После этого он резко встал и направился в сторону белой цветочной арки, которая использовалась как вход на территорию любви и красоты (тьфу ты, Райана тошнило от этого наигранного пафоса). Джулиан пошёл за ним, было видно, что он на грани истерики, и Райан был доволен, он именно эти эмоции и хотел вызвать в Джулиане. Он понятия не имел, захочет ли он когда-нибудь его снова видеть, но он хотел этих сожалений в нём, он хотел, чтобы Джулиан, наконец-то понял, что не всё вечно. А если уж Джулиан воистину созреет выбрать вечность и сохранить свою красоту, он знает, что нужно делать.
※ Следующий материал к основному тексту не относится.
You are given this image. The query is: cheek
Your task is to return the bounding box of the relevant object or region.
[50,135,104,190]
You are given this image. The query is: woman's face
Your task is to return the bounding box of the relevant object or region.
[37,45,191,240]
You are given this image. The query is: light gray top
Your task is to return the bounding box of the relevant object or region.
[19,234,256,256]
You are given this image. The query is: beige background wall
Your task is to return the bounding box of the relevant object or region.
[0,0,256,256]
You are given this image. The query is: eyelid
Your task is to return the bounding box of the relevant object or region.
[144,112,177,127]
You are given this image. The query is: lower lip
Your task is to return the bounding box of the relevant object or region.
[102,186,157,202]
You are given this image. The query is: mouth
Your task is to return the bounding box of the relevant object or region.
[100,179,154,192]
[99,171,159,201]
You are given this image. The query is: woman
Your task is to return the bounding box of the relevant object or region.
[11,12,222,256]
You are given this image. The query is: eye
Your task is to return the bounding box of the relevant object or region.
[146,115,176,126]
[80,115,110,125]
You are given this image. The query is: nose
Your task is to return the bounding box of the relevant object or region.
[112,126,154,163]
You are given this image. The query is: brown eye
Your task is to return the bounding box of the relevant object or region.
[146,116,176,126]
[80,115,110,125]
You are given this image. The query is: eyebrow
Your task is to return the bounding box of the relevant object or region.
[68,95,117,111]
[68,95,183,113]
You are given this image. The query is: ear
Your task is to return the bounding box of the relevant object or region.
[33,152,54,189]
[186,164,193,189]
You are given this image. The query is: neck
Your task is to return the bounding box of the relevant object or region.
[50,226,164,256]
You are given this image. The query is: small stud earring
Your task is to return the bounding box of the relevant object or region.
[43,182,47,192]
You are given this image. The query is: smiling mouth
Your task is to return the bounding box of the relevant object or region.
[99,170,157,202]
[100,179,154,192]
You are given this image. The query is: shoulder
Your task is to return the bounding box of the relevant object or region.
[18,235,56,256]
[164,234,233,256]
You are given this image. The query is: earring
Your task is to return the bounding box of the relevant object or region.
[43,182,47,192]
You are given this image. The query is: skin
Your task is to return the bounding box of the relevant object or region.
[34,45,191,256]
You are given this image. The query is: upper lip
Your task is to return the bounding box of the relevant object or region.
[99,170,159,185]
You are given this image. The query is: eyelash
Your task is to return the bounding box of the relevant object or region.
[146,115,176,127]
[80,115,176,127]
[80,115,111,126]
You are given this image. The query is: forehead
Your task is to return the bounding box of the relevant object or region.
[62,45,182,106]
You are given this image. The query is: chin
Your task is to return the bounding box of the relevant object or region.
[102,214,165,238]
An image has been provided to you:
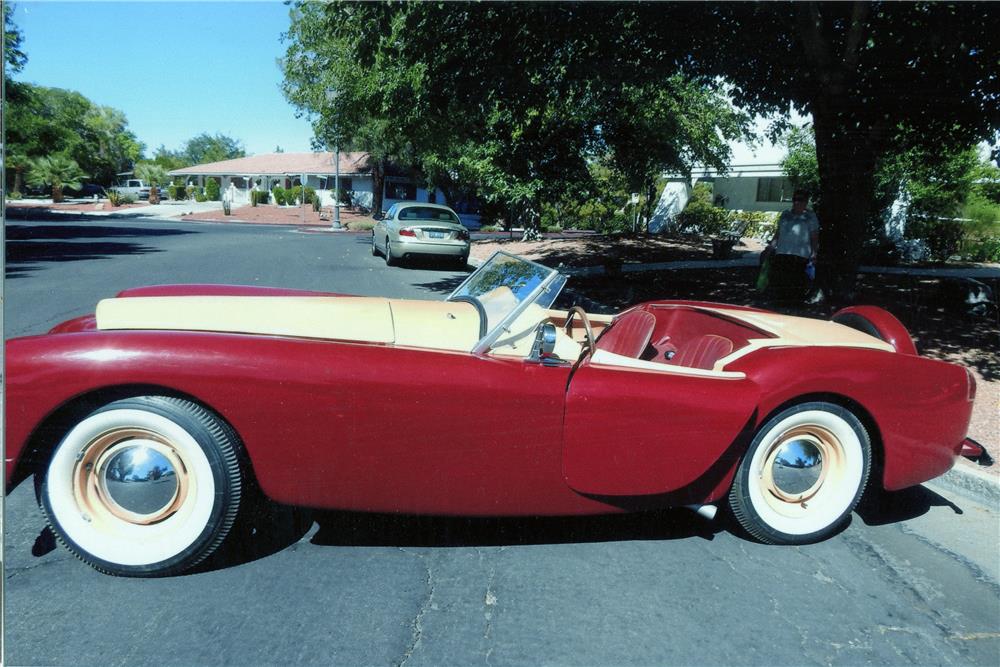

В этом он не сомневался.
– Да что тебе вообще от меня надо? – кричал Джулиан, жестикулируя как ненормальный, тем самым подчеркнув свою несдержанную суетливость, которой Райану прямо не хватало, чтобы убить его идеалы. – Что ты себе возомнил? Хватит играть в богов, Райан, мир не крутится только вокруг тебя! Да, я старею, и ты тоже, все мы на пути к нашему гниению, я признаю это, но и ты признай! И мы не можем изменить это, не можем! Смирись уже с этим!
Джулиан продолжал в том же духе, только Райану уже было до фени, он садился в одно из дежуривших рядом такси и направлялся в аэропорт (на частном самолёте, организованном для гостей из Чикаго ему уже не удастся улететь, но он больше не мог оставаться тут ни на миг). Некоторые гости наблюдали за этой неловкой сценой, и Райану стало теперь ещё и стыдно за Джулиана за то, что на собственной свадьбе, ах, на самом главном событии в мире моды и шоу-бизнеса, тот сам довёл себя до этого состояния. Стыд и срам. Как же Джулиана бомбило, ведь слова Райана попали прямо в точку, старение и увядание красоты были не только самым главным его страхом, но и самого Джулиана. Но он знал, что с этим не нужно мириться, и если Джулиан всё-таки поймёт это окончательно, Райан спасёт не только красоту Джулиана, но и его душу. Что бы сейчас Джулиан ни говорил, они оба знали, что вместе способны пробудить божественную искру, исходящую от слияния Джулианов. Теперь не осталось никаких колебаний, никаких сожалений, Райан знал, что надо делать.